Facts you should know about emotional eating
The primary difference between emotional eating and binge eating involves the amount of food that is consumed.
- Emotional eating is responding to feelings such as stress by eating high-carbohydrate, high-calorie foods with low nutritional value.
- The quantity of food that is consumed is the primary difference between emotional eating and binge eating.
- Like most emotional symptoms, emotional eating is thought to result from a number of factors rather than a single cause.
- There are a number of potential warning signs for emotional eating, or stress-eating.
- Health professionals assess emotional eating by screening for physical and mental health issues.
- Overcoming emotional eating involves teaching the individual healthier ways to view food and develop better eating habits (such as mindful eating), recognize their triggers for engaging in this behavior, and develop other more appropriate ways to prevent and alleviate stress.
- When untreated, emotional overeating can cause obesity, problems with weight loss, and even lead to food addiction.
- Reducing stress, using food as sustenance rather than as a way to solve problems, and using constructive ways to handle emotions can help to prevent emotional eating.
What is emotional eating?
Emotional eating is the tendency of its sufferers to respond to stressful, difficult feelings by eating, even when not experiencing physical hunger.
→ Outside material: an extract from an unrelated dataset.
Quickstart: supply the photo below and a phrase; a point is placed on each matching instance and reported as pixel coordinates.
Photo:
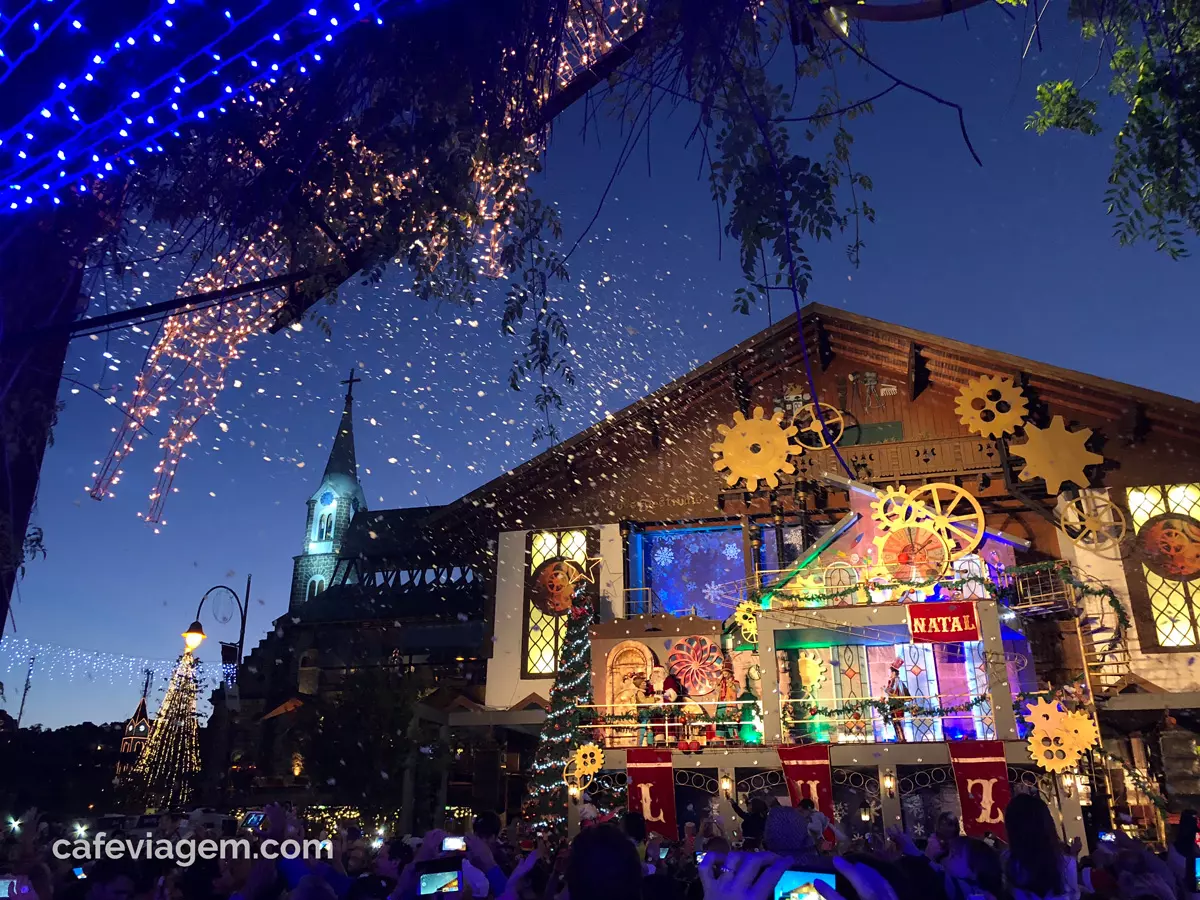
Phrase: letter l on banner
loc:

Emotional eating or emotional hunger is often a craving for high-calorie or high-carbohydrate foods that have minimal nutritional value. The foods that emotional eaters crave are often referred to as comfort foods, like ice cream, cookies, chocolate, chips, French fries, and pizza. About 40% of people tend to eat more when stressed, while about 40% eat less and 20% experience no change in the amount of food they eat when exposed to stress. Consequently, stress can be associated with both weight gain and weight loss.
While emotional eating can be a symptom of what mental health professionals call atypical depression, many people who do not have clinical depression or any other mental health issue engage in this behavior in response to momentary feelings or chronic stress. This behavior is highly common and is significant since it can interfere with maintaining a healthy diet and contribute to obesity.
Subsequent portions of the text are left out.